Just one of us, McSorls, held ground. He was seeking, we think, to protect his allotments. It plucked him up inside its mouth, like the mouth of a puppet, and gobbled him down. Or gummed him down. It had no teeth. The leg of his pants dangled out, disappearing.
The Skin Thing ate his onions, too.
And every several months or so, when the onions turned over their blooms into bushels, the Skin Thing would come on its elbows, with huffs, to take a couple more of us.
It was, to us, a kind of God.
Especially now, with a famine upon us, where every onion was a feast and every extra mouth to feed another Skin Thing come to bleed us.
We grew what we could and we ate it. Committees. We groaned ourselves to sleep at night. For scenery we left the camp and walked among the lukewarm sands.
How we colony members would placate the Skin Thing, so early on, was clear to us. It was not done by lottery. It was not done by penal system. It was done by the most sober practice to hand: which colonists produced the least.
We didn’t restrain them, these Under-Producers, but commanded them, rather, to stand in one spot with the tacit restraint of our eyes centered on them; and then as the sun that was not quite our sun began to go down in a sky that wasn’t either, the Skin Thing would lurch from the regions beyond and would stop, taking scent, at the furthest allotment.

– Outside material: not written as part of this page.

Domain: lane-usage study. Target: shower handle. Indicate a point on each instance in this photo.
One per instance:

It ate a couple nearby onions. Or maybe it took up no onions at all. Just as sometimes it ate the appointed right there or would save him, for after it left, as a snack. And then, mournfully, it would rotate around with a vast and unknowable sadness upon it, and would lumber away through the barren white sands by what trackless instruction we little but knew.

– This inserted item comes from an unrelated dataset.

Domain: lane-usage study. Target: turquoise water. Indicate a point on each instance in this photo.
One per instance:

The Under-Producers it didn’t eat there had a habit of looking behind them, unsure, as though to ask us: must we still? But we, too, had a habit, which was to hold hands, and to all close our eyes, and to sway, humming faintly. And when this person saw, at last, he was no longer welcome among his own kind, he would follow the Skin Thing and we would just watch them — the Skin Thing ahead and the doomed one behind until they had crested the planet’s horizon.
Until they were no longer ours.
McSorls came first. McGaff. McShea. McVanderslice. McGuin. McGreaves…
Colonists total: two-hundred and forty.
Colonists fed to the thing: thirty-six.
Colonists saved on account of this practice (not to mention the onions): one hundred, at least.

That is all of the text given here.